Students can be excused (and not penalized) from lecture for illnesses, job interviews, and serious commitments such as athletic or academic trips/competitions. However, students must inform the instructor as soon as possible, provide proof/documentation, and take responsibility to acquire notes and information from other students. The following rules will be strictly enforced:

The instructor makes the final decision to excuse or not to excuse an absence. If you are concerned that an absence will not be excused, you should contact the instructor as soon as possible.

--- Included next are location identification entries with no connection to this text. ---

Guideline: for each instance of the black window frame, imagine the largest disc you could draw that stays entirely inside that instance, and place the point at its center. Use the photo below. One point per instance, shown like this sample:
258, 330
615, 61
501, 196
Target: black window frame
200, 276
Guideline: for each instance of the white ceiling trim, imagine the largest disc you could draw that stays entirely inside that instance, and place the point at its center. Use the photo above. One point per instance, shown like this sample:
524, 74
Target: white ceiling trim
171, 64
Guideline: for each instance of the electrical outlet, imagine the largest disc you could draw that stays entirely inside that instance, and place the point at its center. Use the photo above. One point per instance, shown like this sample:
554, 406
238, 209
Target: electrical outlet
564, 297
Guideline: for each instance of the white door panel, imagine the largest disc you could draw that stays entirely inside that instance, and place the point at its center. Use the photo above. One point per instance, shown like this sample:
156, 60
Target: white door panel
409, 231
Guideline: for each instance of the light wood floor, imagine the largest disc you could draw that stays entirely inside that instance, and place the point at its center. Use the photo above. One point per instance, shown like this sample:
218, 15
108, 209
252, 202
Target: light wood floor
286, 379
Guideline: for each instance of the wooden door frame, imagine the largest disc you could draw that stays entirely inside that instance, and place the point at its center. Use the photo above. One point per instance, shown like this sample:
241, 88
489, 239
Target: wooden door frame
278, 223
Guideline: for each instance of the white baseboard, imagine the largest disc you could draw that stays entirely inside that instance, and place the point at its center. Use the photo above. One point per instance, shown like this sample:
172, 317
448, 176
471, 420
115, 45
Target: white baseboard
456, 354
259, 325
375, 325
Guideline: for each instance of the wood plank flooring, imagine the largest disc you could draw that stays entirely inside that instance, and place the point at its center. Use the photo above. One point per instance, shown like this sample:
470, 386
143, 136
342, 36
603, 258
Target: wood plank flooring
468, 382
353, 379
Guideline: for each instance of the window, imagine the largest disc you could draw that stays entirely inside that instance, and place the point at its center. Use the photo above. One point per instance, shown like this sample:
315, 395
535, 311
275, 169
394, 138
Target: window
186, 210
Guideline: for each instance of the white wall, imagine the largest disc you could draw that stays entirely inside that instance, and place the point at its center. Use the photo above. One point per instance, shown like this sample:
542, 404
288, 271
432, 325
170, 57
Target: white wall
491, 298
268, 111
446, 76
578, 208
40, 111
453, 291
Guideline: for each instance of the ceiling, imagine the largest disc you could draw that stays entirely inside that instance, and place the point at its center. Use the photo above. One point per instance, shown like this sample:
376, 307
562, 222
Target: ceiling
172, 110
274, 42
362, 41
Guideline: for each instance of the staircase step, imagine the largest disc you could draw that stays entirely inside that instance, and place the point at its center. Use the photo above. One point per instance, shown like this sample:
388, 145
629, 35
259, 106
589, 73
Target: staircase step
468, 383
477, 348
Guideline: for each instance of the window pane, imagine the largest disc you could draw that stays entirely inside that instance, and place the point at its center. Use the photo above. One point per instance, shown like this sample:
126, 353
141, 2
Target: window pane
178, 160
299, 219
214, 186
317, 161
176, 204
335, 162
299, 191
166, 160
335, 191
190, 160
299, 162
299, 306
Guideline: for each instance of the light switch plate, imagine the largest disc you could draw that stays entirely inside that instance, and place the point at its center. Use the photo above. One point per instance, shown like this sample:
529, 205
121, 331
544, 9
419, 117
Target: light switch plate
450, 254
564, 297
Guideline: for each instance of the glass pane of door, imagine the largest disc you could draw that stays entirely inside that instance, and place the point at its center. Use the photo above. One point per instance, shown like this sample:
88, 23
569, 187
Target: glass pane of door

Pandemic/Emergency Preparedness

College Policies

Academic Integrity

Exams:

Students caught cheating on an exam, will receive a zero on the exam, will be penalized a full letter-grade in the course, and a letter describing the student's actions will be sent to Siena's Vice President of Academic Affairs. During an exam period, students cannot share information, look at each other's tests, or use unauthorized materials. Unless specific clarification is given, exams are closed-book, closed-notes, there are no cheat sheets allowed, and electronic device usage is prohibited.

Plagiarism on Code:

It is very easy to copy code from other sources and claim it as your own. This is academically dishonest and considered plagiarism. Students who present other authors' code, documents, or programs as their own will receive a grade of zero on the entire project or lab. Students who commit plagiarism a second time will again receive a zero, but will also be penalized a full letter-grade in the course and a letter describing the student's violation will be sent to Siena's Vice President of Academic Affairs. Use the following guidelines to avoid code plagiarism:

Do NOT copy code:

You should never use copied code (from Internet, peers or other sources). Instead, put the copied code away and try to write the code on your own. If you cannot explain your own code and if it happens to match code from other sources, you will be accused of plagiarism.

Do NOT share your code:

While it is natural for students to help each other outside of lab, students retain more knowledge if they attempt to write and debug code on their own. It is acceptable for students to help each other understand general concepts, but students are prohibited from sharing their code or writing code for another student. The only exception is when you are working with a designated partner for a lecture activity or group project, and in these cases, the only collaboration and sharing permitted is between designated lecture activitiy pairs or group members.

Ask for appropriate help:

It is appropriate to ask for or provide help solving a coding problem as long as it is done in a general or abstract way. Appropriate examples include: helping a peer understand an error message, sharing debugging strategies, or explaining a concept related to a specific problem. But, it is inappropriate to have any other students (including tutors) solve your problems directly. Seeking excessive help is a form of cheating. Inappropriate help includes: Asking a peer or tutor to write code for you, looking at another student's working solution, or receiving excessive (step-by-step) help in directly completing an assignment.

Strive to be independent:

An important goal in this course is for students to continue to hone strategies for becoming more independent with respect to problem solving, coding, and debugging. Requiring excessive help indicates that you have not put forth independent effort on a homework or project. The best way to become an independent programmer is to program often. Experiment with a few lines of code (compile, test and debug constantly). The design of this course will naturally require you to do the programming activities needed to be successful. But, if someone else completes these activities for you, it will show on the midterm and final exam when you are asked to write code without help.